Habertürk yazarı Muharrem Sarıkaya, bugünkü köşe yazısında Bahçeli'nin tepkisinin nedenini şu sözlerle açıkladı:
"Karşılık beklemeden İstanbul'da aday çıkarmayacağını açıklayan Yıldırım’ın ortak adayı olduğunu ilan eden MHP’ye program ile ilgili herhangi bir danışmada bulunulmamış. Bu gelişme, 'Kürdistan…' söylemiyle yükselen, ancak 'kol kırılır yer içinde kalır' anlayışıyla bir süreliğine içe atılan tepkiyi de dışa çıkarmış."
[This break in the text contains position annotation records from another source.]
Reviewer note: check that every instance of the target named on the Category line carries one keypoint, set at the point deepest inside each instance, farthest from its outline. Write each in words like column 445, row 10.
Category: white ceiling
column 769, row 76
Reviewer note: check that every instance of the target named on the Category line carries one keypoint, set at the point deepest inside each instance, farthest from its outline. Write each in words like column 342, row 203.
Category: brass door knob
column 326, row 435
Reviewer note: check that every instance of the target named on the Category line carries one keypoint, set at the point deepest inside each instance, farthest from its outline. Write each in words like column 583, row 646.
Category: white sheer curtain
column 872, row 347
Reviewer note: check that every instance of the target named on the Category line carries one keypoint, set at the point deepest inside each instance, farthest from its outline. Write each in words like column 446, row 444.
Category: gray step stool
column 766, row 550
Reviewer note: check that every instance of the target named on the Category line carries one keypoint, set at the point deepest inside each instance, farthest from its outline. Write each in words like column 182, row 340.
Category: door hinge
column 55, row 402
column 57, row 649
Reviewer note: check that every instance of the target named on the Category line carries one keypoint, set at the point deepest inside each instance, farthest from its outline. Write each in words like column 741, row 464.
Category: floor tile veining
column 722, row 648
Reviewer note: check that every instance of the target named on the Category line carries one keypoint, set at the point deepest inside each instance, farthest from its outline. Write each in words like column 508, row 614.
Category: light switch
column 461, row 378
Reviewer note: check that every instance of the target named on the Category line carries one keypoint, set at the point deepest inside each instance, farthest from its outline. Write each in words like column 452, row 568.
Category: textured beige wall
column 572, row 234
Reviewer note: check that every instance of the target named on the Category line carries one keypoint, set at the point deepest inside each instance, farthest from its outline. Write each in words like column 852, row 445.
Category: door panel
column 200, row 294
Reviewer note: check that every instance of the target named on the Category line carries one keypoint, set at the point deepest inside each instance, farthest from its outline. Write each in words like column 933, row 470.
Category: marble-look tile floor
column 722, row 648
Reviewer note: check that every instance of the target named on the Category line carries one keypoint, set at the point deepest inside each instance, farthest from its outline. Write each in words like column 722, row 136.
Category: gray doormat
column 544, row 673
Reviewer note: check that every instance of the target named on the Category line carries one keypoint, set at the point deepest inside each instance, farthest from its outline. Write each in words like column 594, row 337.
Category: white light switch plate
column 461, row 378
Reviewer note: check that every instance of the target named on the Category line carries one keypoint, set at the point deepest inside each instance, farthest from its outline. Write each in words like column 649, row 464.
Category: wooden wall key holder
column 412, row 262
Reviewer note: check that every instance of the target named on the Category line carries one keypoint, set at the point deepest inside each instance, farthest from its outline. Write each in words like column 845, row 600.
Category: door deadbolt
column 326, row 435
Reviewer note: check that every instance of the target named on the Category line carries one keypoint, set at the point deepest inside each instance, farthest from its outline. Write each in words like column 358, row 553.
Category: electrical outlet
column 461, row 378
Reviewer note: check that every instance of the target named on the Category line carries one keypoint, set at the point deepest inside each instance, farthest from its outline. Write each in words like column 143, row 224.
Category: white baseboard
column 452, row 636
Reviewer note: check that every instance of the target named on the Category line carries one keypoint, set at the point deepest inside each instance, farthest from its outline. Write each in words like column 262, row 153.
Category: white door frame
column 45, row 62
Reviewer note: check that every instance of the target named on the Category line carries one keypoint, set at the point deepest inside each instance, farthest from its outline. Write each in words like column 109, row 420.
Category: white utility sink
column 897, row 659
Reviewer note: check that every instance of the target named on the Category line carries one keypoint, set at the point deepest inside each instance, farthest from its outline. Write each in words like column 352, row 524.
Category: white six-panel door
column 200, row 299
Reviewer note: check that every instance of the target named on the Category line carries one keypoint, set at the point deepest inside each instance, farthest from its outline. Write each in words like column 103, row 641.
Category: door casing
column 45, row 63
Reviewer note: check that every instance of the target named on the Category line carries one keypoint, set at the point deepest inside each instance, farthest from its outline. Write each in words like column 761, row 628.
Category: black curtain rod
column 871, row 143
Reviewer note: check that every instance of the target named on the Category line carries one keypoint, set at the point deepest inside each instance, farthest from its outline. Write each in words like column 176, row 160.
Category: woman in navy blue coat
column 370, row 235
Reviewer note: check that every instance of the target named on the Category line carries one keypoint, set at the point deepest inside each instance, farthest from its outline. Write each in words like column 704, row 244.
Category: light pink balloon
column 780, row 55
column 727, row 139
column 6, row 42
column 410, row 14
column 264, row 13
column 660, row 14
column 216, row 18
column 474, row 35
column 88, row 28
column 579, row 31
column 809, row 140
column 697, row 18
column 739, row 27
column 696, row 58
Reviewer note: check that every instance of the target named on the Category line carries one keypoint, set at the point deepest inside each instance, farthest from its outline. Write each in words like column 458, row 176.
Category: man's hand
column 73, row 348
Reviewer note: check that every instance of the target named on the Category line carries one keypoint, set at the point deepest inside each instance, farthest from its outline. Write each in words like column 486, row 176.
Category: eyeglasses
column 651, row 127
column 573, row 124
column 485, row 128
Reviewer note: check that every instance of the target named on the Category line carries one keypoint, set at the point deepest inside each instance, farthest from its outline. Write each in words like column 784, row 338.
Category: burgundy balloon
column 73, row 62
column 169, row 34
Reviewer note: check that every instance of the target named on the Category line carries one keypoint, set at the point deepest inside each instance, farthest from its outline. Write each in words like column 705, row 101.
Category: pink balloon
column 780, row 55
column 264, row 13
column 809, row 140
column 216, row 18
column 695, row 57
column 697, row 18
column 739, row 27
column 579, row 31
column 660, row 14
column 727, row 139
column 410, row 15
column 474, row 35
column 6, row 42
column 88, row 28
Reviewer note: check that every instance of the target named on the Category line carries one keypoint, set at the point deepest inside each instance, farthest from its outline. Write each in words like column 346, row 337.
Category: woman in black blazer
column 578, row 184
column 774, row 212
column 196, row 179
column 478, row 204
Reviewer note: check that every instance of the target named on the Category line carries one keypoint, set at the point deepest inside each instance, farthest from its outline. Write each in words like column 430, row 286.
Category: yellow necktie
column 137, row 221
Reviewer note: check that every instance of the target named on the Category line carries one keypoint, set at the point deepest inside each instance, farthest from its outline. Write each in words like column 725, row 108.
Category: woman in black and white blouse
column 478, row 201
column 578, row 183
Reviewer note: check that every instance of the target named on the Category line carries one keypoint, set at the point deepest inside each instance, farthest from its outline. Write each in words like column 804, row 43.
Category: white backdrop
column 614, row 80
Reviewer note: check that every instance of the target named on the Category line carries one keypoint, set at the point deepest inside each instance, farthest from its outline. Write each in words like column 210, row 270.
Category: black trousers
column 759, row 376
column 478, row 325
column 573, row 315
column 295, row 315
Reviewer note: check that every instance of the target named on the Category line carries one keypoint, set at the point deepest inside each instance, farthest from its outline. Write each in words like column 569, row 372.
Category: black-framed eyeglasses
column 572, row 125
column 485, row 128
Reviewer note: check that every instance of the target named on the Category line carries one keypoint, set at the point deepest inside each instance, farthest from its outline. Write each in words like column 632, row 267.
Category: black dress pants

Sarıkaya'nın yazısının ilgili kısmı şöyle:
"Öneriyi ilk olarak arkadaşım Didem Arslan Yılmaz dile getirdi… Teklifi yapan olarak hakkı olan moderatörlük görevini üstlenemeyecek olsa da Türkiye’nin demokratik siyasi sürecine ve unutulan geleneğinin yeniden başlamasına vesile oldu.
Habertürk olarak kıymetli bir adımın atılmasına aracılık etti. İnanıyorum ki pazar günü gerçekleşecek iki adayın ekran karşılaşmasını yönetecek sevgili arkadaşım İsmail Küçükkaya da Didem Arslan Yılmaz’ın hakkını teslim edecektir.
Tabii, Cumhur İttifakı’nın diğer ortağı MHP lideri Devlet Bahçeli’nin dün akşam saatlerinde twitter üzerinden Küçükkaya’nın program moderatörlüğüne sert itirazları karşılık bulmaz ise… Bahçeli’nin tepkisinin nedenine gelirsek…
Aktarıldığına göre, karşılık beklemeden İstanbul’da aday çıkarmayacağını açıklayan, Yıldırım’ın ortak adayı olduğunu ilan eden MHP’ye program ile ilgili herhangi bir danışmada bulunulmamış. Bu gelişme, 'Kürdistan…' söylemiyle yükselen, ancak 'kol kırılır yer içinde kalır' anlayışıyla bir süreliğine içe atılan tepkiyi de dışa çıkarmış."